O debate sobre o Ferroanel Norte reapareceu em meio à implantação do TIC Eixo Norte, projeto ferroviário que liga São Paulo a Campinas. A discussão ocorre quando contratos já foram assinados, obras começaram e a operação ferroviária entre cargas e passageiros possui divisão previamente acordada entre concessionárias, governo estadual e União. No setor de infraestrutura ferroviária, a preocupação gira em torno da possibilidade de mudanças de prioridade no meio da execução de um dos maiores projetos de mobilidade sobre trilhos do país.
O receio sobre mudanças no cronograma
A volta do tema ganhou força após declarações recentes ligadas ao setor de transportes sugerirem que a construção do Ferroanel poderia receber prioridade diante da segregação ferroviária planejada para o Trem Intercidades.
Na prática, o temor de parte do mercado de infraestrutura está ligado ao efeito que uma eventual revisão de estratégia poderia causar sobre contratos já definidos. O TIC Eixo Norte possui obras iniciadas entre Jundiaí e Campinas, além de licença ambiental emitida pela Cetesb e obrigações vinculadas às concessões ferroviárias existentes.
O projeto foi estruturado justamente considerando o compartilhamento e a reorganização parcial da malha ferroviária atual. Isso inclui a separação operacional entre trens de carga e passageiros em determinados trechos.
Cargas e passageiros no mesmo trilho político
O retorno do Ferroanel Norte recoloca em pauta um tema antigo da infraestrutura ferroviária brasileira. A proposta prevê um corredor dedicado para retirar parte dos trens cargueiros da Região Metropolitana de São Paulo, liberando capacidade operacional em linhas urbanas.
Embora o projeto tenha histórico antigo e relevância logística reconhecida, ele ainda depende de definições consideradas essenciais pelo setor:
- Modelo de execução;
- Cronograma de implantação;
- Divisão de responsabilidades;
- Estimativa consolidada de custos;
- Fonte financeira para as obras.
Enquanto isso, o TIC Eixo Norte já possui um cenário contratual mais definido.

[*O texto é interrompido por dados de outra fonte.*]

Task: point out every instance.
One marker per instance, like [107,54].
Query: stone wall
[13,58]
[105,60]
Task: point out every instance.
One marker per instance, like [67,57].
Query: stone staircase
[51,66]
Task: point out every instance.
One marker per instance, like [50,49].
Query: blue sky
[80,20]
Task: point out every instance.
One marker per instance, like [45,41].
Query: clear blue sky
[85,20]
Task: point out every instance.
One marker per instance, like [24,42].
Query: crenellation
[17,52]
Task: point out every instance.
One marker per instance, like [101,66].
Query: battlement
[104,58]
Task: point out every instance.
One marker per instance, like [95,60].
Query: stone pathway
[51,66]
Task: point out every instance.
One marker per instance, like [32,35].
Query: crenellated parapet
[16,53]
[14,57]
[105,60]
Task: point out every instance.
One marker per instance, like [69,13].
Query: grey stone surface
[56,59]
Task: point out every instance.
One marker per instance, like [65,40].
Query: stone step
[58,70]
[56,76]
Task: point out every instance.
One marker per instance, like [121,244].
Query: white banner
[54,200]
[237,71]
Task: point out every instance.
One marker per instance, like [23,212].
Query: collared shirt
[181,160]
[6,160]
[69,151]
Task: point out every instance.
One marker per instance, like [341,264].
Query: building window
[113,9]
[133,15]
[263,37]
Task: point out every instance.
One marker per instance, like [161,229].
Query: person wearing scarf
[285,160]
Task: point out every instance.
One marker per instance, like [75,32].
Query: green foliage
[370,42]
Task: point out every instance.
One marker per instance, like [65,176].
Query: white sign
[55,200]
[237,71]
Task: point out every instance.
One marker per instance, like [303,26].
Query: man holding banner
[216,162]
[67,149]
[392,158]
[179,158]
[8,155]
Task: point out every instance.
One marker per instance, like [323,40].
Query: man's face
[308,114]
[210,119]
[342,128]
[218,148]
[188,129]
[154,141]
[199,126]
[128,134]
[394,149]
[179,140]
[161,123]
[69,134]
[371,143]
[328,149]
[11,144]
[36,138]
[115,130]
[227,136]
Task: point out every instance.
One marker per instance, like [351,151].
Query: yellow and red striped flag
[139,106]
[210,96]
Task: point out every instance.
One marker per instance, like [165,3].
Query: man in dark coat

A operação ficará sob responsabilidade da concessionária TIC Trens, formada pelo Grupo Comporte e pela CRRC.
O serviço prevê viagens entre São Paulo e Campinas em pouco mais de uma hora, utilizando trens de até 140 km/h.
Infraestrutura ferroviária entra em disputa de prioridade
Nos bastidores da infraestrutura nacional, parte da cautela atual está ligada ao histórico brasileiro de obras ferroviárias interrompidas por mudanças de foco administrativo. Projetos de passageiros costumam enfrentar obstáculos ligados à convivência com o transporte de cargas, especialmente em áreas urbanas densas.
O modelo utilizado no TIC Eixo Norte buscou justamente contornar esse problema por meio de acordos construídos durante as renovações ferroviárias conduzidas pela ANTT e pelo governo federal.
Entre as concessionárias envolvidas aparece a MRS, cuja renovação contratual incluiu compromissos ligados à operação ferroviária regional.
A preocupação não está necessariamente na existência do Ferroanel, mas no momento em que o assunto retorna ao centro das discussões públicas. A leitura predominante é que grandes revisões durante a implantação de obras podem gerar insegurança operacional, financeira e jurídica.
Campinas ganha peso na logística ferroviária
A ligação ferroviária entre São Paulo, Jundiaí e Campinas possui relevância crescente na mobilidade regional paulista. O trecho concentra deslocamentos corporativos, universitários, industriais e logísticos.
Além do transporte de passageiros, o corredor ferroviário também influencia diretamente o fluxo de cargas no interior paulista, região considerada uma das mais relevantes do país para distribuição industrial e armazenagem.
Por isso, qualquer alteração relacionada ao uso da malha ferroviária acaba despertando a atenção imediata do setor de infraestrutura, concessionárias, investidores e operadores logísticos.
O debate atual mostra que o sistema ferroviário brasileiro ainda convive com um equilíbrio delicado entre expansão urbana, transporte metropolitano e circulação de cargas.
Fonte consultada: portal MetrôCPTM
Trilhos em pauta
O que é o TIC Eixo Norte? O TIC Eixo Norte é o projeto ferroviário de passageiros que ligará São Paulo a Campinas, utilizando parte da malha ferroviária existente com adequações operacionais e segregação parcial de vias.
O Ferroanel pode substituir o Trem Intercidades? Não. Os projetos possuem funções diferentes. O Ferroanel é voltado ao transporte de cargas, enquanto o TIC atende passageiros entre cidades paulistas.
Por que o setor de infraestrutura acompanha esse debate com atenção? Porque alterações em prioridades ferroviárias durante contratos já assinados podem gerar efeitos sobre cronogramas, segurança jurídica e planejamento operacional.